The old warrior had been a born fighter. Coons, possums, and fox were no match for him. Even the otter died after their brawl. Lucky was all heart; he took on all comers and gave no ground. Now this!

What happened next is seared into our memories. Big brave Bones, hero of our cotton fields, reached down and picked his beloved dog up in his arms. Looking up to heaven, he began bellowing like a Brahma bull.

Never had we seen a grown man cry so. Soon, we were all weeping. How long did he carry on like that? It seemed forever. Daddy, meanwhile, found a long slender pole to flush the rattler from his lair. Poking and jabbing, he punched the foul critter out and killed him. The Diamondback measured nearly six feet long. It took both of Daddy’s hands to reach around his thick belly.

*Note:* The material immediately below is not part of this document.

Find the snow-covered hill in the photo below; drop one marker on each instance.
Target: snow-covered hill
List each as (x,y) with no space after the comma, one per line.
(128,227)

“Will you say a prayer for us?” Bones asked Daddy.

“Let’s do that!” Daddy quickly agreed, sensing the distress gripping everyone. I don’t recall his prayer, but it helped us cope with our sorrow.

Bones finally stopped crying. We helped him carry Lucky home. He dug a grave out back, behind their privy. Together, we buried Lucky.

Bones revived enough to say a few words about what a good friend we’d lost and how we’ll always remember Lucky--- which indeed we do.

Postscript: Daddy couldn’t talk anyone into going back into that field. We feared more killers were lurking. The Courtneys were too spooked after what happened to Lucky, and the preacher didn’t have a heart to make his own kids do it. So, the dry cotton bolls hung on the stalks until they rotted and were disked under next spring.